1 September 2006
Nigeria’s Minister of State for Petroleum Resources admits that the ongoing crisis in the country’s turbulent Niger Delta Region may delay the supply of natural gas to Benin, Togo and Ghana through the West Africa Gas Pipeline project (WAGP).
Nigeria’s Minister of State for Petroleum Resources Dr. Edmund Daukoru today acknowledged that natural gas may not flow to Ghana, Togo and Benin on schedule through the West Africa Gas Pipeline (WAGP) due to supply disruptions resulting from instability in the Niger Delta Region.

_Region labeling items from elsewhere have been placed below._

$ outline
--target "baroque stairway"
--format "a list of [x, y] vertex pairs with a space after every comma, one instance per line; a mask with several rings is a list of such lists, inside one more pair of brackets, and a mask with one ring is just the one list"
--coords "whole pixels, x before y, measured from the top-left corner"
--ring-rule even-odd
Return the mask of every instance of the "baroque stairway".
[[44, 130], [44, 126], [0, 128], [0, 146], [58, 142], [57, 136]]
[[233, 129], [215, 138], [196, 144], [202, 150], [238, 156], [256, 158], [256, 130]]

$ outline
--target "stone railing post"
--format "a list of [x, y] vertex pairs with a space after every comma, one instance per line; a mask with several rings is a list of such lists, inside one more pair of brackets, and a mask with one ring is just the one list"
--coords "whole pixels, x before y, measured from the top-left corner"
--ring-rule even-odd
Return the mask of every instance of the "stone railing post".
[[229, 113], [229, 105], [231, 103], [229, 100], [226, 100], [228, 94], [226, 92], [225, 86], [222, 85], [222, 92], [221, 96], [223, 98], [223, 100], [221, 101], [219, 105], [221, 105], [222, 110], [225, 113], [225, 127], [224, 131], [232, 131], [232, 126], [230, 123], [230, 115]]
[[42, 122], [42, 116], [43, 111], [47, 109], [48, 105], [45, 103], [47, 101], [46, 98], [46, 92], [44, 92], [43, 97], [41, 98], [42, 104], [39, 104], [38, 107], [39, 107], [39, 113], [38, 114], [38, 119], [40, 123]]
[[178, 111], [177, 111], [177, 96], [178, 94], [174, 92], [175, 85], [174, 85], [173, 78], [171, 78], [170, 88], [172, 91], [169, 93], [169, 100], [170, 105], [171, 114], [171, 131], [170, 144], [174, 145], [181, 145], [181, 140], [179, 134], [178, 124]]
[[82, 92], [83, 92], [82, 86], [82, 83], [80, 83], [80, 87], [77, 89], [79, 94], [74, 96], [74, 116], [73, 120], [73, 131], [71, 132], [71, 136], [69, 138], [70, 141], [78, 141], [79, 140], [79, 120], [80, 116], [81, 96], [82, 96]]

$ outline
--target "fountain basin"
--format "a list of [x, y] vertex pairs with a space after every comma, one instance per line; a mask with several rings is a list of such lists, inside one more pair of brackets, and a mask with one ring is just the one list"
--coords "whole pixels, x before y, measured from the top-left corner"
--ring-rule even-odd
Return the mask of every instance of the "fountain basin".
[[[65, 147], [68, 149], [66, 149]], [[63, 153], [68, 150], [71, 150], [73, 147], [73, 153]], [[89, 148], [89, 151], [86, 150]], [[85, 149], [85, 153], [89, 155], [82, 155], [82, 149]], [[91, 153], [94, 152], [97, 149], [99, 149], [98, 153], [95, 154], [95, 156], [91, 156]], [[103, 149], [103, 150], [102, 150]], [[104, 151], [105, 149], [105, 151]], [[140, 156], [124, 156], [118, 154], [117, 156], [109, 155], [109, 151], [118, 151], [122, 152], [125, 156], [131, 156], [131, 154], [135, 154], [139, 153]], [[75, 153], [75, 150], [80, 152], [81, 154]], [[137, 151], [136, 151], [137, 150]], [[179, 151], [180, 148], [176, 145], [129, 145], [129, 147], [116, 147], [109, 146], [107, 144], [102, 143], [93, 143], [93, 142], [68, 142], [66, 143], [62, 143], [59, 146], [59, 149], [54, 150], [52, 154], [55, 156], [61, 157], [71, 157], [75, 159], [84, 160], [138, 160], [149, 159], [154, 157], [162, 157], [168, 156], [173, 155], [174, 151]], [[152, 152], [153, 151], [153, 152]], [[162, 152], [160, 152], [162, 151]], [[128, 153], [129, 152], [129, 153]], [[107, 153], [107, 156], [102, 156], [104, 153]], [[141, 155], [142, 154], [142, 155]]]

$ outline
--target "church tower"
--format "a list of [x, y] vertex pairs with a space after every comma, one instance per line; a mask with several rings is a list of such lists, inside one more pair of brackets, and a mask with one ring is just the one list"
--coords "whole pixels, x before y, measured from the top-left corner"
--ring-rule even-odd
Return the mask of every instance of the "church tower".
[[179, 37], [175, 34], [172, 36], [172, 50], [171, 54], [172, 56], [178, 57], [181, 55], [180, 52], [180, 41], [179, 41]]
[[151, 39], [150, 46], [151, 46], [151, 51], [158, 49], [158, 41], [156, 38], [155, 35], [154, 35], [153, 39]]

The recent spate of kidnappings of oil workers and attacks on oil installations in the past weeks has brought the situation to a head, reducing output by over a quarter in Nigeria’s major oil-producing region. Advocates in the Niger Delta have long complained that the considerable oil and gas revenues derived from the region have enriched foreign companies and politicians, and that natural resource exploitation has led to serious environmental degradation without tangible development benefits for local communities.
Community groups raised these concerns about the West Africa Gas Pipeline even while the project was under preparation, predicting that until problems of resource inequality and community conflict are addressed in the Niger Delta, the WAGP, and the Ghanaian consumers it supplies, would remain vulnerable to the impacts of conflict in the areas where the natural gas is sourced.